A more satisfying outcome can be seen in the aforementioned prefab kitchen and bath units, which French architect Charlotte Perriand designed in the 1970s for the Les Arcs ski resort in the French Alps. The fiberglass units were plugged into small apartments, holding down costs and helping to democratize a previously exclusive leisure activity.
“Past Forward” also succeeds at pulling back the curtain on how architects transform their concepts into material reality, a process nicely illustrated by architect David Adjaye’s drawings and mock-up models for his National Museum of African American History and Culture. And we see design’s importance in shaping a city’s image, evident in the artfully simple posters that the modernist graphic designer John Massey did in 1966 to promote Lincoln Park and Lake Michigan.

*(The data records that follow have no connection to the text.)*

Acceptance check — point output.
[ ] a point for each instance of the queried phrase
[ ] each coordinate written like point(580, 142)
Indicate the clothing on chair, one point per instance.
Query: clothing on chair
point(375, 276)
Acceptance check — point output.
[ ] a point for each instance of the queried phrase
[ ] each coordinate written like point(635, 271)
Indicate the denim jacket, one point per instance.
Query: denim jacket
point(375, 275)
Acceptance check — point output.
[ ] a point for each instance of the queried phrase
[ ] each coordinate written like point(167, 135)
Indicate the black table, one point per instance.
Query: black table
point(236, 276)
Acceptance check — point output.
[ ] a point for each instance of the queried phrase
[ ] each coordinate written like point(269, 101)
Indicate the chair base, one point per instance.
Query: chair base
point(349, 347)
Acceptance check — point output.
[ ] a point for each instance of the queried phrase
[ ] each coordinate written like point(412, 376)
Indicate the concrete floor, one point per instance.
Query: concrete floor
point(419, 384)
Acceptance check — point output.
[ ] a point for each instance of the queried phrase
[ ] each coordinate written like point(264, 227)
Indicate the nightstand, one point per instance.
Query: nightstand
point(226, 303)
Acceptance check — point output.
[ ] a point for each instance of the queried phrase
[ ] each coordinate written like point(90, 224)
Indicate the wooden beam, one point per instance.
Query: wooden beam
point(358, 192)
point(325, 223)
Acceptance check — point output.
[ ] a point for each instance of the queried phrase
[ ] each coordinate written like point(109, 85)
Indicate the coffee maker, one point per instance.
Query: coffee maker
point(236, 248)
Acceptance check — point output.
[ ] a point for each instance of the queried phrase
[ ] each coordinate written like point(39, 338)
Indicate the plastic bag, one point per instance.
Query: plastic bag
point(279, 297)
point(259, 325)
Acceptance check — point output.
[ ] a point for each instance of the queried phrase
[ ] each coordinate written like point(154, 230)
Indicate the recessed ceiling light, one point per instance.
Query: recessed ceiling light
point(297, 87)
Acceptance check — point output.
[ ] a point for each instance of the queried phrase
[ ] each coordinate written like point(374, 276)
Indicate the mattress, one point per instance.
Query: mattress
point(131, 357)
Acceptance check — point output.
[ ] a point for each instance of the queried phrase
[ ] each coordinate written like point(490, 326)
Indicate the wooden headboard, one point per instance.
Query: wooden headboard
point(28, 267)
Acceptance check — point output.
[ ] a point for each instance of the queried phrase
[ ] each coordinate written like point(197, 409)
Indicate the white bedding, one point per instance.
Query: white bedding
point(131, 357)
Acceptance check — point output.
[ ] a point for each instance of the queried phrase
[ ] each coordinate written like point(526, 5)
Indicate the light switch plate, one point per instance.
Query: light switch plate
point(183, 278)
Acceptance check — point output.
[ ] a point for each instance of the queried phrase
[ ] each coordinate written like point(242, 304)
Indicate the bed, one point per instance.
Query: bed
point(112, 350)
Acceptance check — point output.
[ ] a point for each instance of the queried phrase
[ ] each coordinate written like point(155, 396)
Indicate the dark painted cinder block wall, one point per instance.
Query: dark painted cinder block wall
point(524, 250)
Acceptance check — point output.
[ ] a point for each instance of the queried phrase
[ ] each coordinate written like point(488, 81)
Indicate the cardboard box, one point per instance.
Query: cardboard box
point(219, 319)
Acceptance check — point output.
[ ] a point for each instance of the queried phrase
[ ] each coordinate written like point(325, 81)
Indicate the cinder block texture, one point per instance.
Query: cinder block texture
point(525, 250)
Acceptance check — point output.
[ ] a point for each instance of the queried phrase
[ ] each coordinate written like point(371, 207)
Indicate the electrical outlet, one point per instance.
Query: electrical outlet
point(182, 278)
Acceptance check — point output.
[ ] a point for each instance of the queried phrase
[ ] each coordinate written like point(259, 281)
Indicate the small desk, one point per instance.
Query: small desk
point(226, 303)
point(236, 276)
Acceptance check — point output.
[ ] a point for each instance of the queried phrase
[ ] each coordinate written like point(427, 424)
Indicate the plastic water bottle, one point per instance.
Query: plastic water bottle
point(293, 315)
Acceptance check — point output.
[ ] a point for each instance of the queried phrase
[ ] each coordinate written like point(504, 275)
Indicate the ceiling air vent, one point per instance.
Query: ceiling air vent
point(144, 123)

Still, there are weaknesses, and they are partly rooted in the reality that curators are like card players — they have to play the hand they’re dealt.
The Art Institute’s architecture and design holdings, as extensive as they are, are not all-encompassing, and that leads to some frustrating gaps. The section on contemporary museum design, for example, has nothing to say about the powerfully sculpted, digitally enabled museums of Frank Gehry, whose Guggenheim Museum in Bilbao, Spain, dazzled the world and changed the course of museum design when it opened 20 years ago.
Even when the collection is strong, it is not always well-handled. The show’s treatment of postmodernism is fragmented and unfocused. Stanley Tigerman’s iconic “Titanic” collage, which portrays Ludwig Mies van der Rohe’s Crown Hall sinking into Lake Michigan, appears in one section while some of the postmodern “Late Entries” to the Chicago Tribune Tower competition of 1922 are in another. Given the current resurgence of interest in postmodernism, the show’s inability to draw together these important pieces is a disappointment.
Some of the design objects on display seem a little kooky, despite their provocative contemporary relevance. A huggable, toylike version of a mushroom cloud? A bench, shaped like a cow’s torso, which reminds us of the animal origins of leather furniture? Such designs bring to mind Mies’ famous line: “I don’t want to be interesting; I want to be good.”
It is far more moving to see one of the molded leg splints that California designers Charles and Ray Eames developed for wounded soldiers during World War II. The splint was a significant step toward the sculptural molded plywood furniture that the Eameses designed after the war. Architecture and design are at their best, this example suggests, when ideas aren’t conceived for their own sake but to enrich and elevate human experience.